Ron likes to watch. He watches sport and sitcoms and action movies and other people’s lifestyles. His big topic of conversation is a friend of his who is very rich and always buying new things. He slurps on his milkshake and his eyes go wide as he describes his friend’s flat-screen TV or imported digital camera. Ron would like to be rich and always buying new things, but at the end of the day (as he would say) he prefers to put his feet up on his couch and flick through the channels. He expects to win the lottery; that is another real thing in Ron’s life.

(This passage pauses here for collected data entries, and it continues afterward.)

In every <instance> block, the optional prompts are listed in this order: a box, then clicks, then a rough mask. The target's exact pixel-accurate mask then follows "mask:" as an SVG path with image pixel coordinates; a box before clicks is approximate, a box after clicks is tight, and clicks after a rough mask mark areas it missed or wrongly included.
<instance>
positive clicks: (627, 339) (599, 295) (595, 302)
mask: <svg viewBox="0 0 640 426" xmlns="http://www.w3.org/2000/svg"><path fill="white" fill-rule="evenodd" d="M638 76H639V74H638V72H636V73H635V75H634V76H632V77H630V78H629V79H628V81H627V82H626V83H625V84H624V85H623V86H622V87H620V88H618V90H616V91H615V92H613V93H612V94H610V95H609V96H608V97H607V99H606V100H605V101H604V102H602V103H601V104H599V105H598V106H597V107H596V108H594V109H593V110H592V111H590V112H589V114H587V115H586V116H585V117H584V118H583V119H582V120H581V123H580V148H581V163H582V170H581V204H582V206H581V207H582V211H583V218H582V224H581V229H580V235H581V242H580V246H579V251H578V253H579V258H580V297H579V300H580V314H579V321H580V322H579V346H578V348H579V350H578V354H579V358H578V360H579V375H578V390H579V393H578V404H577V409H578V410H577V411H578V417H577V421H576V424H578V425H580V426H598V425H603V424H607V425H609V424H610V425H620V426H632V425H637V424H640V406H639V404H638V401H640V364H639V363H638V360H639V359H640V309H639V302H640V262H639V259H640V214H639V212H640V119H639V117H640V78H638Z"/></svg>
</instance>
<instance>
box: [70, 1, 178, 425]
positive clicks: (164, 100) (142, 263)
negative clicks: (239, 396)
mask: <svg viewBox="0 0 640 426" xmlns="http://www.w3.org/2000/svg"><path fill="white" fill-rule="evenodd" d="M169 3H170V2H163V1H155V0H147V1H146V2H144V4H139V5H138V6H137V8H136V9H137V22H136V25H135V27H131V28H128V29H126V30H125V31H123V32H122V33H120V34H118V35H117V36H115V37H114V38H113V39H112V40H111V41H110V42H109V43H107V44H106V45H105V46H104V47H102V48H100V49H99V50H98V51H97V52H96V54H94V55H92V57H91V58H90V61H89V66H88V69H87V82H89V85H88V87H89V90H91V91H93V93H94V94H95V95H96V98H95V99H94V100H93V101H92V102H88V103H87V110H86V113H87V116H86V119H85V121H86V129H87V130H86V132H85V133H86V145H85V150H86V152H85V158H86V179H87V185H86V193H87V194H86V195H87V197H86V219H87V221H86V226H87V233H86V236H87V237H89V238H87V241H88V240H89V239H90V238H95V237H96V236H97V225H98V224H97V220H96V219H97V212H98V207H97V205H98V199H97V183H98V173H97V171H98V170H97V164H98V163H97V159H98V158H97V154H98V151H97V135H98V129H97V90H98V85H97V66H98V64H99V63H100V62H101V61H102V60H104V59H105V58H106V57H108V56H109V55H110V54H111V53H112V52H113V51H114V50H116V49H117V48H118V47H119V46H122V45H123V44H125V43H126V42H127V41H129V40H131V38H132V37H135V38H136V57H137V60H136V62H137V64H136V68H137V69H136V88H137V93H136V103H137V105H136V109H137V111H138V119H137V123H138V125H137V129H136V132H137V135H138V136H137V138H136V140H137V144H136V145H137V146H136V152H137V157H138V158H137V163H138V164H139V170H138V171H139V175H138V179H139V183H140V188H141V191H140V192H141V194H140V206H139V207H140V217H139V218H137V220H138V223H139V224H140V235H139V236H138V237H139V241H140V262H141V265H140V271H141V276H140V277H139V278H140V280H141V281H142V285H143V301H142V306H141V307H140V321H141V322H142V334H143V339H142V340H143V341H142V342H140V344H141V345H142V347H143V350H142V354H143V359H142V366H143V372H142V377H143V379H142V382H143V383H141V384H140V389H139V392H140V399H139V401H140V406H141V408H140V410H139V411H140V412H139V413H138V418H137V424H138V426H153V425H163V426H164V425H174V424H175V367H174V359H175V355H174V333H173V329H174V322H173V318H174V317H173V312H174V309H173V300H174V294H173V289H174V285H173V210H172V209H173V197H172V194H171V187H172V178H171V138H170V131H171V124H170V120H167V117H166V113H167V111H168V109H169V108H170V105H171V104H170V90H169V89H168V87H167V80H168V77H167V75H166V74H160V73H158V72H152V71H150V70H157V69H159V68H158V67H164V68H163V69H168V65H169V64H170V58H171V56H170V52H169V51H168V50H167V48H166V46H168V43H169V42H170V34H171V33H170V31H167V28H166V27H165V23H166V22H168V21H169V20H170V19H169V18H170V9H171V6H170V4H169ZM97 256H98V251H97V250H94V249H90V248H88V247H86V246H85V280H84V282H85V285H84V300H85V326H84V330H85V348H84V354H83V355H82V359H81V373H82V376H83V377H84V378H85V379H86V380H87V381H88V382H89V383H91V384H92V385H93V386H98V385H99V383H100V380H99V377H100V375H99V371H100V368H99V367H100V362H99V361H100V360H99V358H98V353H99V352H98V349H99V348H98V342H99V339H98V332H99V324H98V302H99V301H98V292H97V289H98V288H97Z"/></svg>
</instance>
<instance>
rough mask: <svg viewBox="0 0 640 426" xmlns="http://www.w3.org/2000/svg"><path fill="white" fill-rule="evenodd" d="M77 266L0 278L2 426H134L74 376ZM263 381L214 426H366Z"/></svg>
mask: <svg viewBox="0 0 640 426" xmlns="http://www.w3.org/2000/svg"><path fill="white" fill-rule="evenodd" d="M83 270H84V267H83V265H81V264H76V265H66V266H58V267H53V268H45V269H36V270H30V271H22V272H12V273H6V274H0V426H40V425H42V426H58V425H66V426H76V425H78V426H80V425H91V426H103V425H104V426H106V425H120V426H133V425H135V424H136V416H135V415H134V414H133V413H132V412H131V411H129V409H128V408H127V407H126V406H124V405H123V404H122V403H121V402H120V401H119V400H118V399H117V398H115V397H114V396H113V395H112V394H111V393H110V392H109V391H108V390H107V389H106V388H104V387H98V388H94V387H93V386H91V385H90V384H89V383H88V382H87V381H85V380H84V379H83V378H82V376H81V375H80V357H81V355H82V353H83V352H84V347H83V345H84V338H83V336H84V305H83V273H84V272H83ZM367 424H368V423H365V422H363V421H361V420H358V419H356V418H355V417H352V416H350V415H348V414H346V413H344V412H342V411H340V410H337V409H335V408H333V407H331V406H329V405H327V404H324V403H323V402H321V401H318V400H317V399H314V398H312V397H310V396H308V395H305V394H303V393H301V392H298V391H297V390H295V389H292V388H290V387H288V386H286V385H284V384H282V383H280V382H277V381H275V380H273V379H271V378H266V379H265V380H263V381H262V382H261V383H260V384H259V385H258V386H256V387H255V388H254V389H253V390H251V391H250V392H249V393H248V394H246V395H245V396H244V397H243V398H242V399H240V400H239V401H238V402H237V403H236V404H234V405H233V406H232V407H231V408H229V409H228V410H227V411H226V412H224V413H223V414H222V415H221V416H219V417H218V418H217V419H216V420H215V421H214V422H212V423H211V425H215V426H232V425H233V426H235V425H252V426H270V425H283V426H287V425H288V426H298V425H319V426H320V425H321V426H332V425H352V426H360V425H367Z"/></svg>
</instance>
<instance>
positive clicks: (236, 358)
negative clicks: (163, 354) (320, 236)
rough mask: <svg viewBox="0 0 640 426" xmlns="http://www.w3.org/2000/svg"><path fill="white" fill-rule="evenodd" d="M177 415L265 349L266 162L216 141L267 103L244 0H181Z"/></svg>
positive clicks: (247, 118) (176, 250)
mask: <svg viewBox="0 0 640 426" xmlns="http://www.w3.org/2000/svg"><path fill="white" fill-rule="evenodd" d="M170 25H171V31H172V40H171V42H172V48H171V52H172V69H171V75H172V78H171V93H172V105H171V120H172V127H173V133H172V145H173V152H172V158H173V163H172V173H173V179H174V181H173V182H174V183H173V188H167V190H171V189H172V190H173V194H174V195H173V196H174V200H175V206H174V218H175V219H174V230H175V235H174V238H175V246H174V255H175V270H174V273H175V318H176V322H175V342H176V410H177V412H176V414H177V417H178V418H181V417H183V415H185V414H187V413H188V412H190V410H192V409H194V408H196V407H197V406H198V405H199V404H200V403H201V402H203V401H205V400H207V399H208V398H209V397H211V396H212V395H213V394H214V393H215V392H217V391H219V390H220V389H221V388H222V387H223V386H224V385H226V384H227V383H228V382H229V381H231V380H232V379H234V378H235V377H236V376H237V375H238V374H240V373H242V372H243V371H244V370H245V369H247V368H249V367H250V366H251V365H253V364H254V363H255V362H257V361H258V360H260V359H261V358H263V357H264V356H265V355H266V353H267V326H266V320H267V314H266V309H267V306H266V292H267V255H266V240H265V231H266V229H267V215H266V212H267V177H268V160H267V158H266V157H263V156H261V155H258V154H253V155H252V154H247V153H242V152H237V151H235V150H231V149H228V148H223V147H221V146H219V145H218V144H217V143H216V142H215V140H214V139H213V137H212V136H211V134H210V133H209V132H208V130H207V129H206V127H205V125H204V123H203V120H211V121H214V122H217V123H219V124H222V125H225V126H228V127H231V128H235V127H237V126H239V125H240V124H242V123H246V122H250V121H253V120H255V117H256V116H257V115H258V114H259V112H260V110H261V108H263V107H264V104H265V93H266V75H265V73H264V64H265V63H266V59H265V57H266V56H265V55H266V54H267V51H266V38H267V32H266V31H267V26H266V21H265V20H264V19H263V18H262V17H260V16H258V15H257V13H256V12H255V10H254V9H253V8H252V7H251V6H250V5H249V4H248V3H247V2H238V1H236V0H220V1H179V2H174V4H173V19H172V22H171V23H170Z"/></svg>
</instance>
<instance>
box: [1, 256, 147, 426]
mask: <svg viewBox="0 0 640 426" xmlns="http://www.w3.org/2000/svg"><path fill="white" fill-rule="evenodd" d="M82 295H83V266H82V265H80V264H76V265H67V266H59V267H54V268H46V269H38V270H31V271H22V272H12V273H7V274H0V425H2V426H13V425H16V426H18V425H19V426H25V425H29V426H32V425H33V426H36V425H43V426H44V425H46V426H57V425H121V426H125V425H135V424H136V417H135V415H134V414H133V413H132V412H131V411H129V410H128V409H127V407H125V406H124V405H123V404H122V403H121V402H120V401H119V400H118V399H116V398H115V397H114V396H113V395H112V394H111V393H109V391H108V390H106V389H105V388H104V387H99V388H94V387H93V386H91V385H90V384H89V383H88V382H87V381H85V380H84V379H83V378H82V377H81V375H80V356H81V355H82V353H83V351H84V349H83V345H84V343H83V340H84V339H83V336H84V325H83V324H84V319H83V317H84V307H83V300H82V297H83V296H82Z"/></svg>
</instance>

When Beth came back here to Quarterdeck Road after three years of marriage, I feared that Ron would pitch up on our doorstep sobbing. But apparently he met her departure with relief. He remarried almost instantly, a very thin woman – Lilian – who always asks me solicitously whether I’m tired, by which I understand that I look hung-over, dishevelled or unshaven and/or that my private love of butter has taken on a public dimension.
Since her divorce, Beth’s life has been Sal and her work. Sometimes when we are making supper together, Beth will tell me again that she can’t believe her marriage to Ron; is still stunned by it; can’t fathom why she did it. Then I say, You got Sal.
Monday 12th August
6.45 pm
I am sitting huddled here with a hot-water bottle against the icy cold and a great throbbing bandaged thumb: I nearly sliced the tip right off helping Beth make smoked peppered mackerel sandwiches for her guests, who are still here, I think, including the great Johannesburg mogul whose new house plans she has drawn up. It’s a huge contract and he’s promising her more work, even a retainer, hence the peppered mackerel.
The mogul talks loudly and incessantly, as if his money has bought him more airspace than the rest of us enjoy. He asked me what I did. I said I was a poet. This set him off reciting some lewd limericks. Then he said, “No, seriously, how do you earn a living?”
I don’t normally mind admitting to people that I’ve only had one permanent job in my life, when I worked for Karoo Books in Joburg. There is, after all, an art to being freelance. You have to stay calm in the ninety days it takes for your invoice to be paid. You have to trust that the phone will ring with another editing or proofreading or report-writing job before the current one runs out. Since it is likely that two or more contracts will overlap, you have to believe that all deadlines have an afterlife. But I didn’t feel that the mogul deserved my insights into the solemn vows of freelancing. So I said, I’m an editor. This didn’t ring any bells with him, so he continued to talk about himself.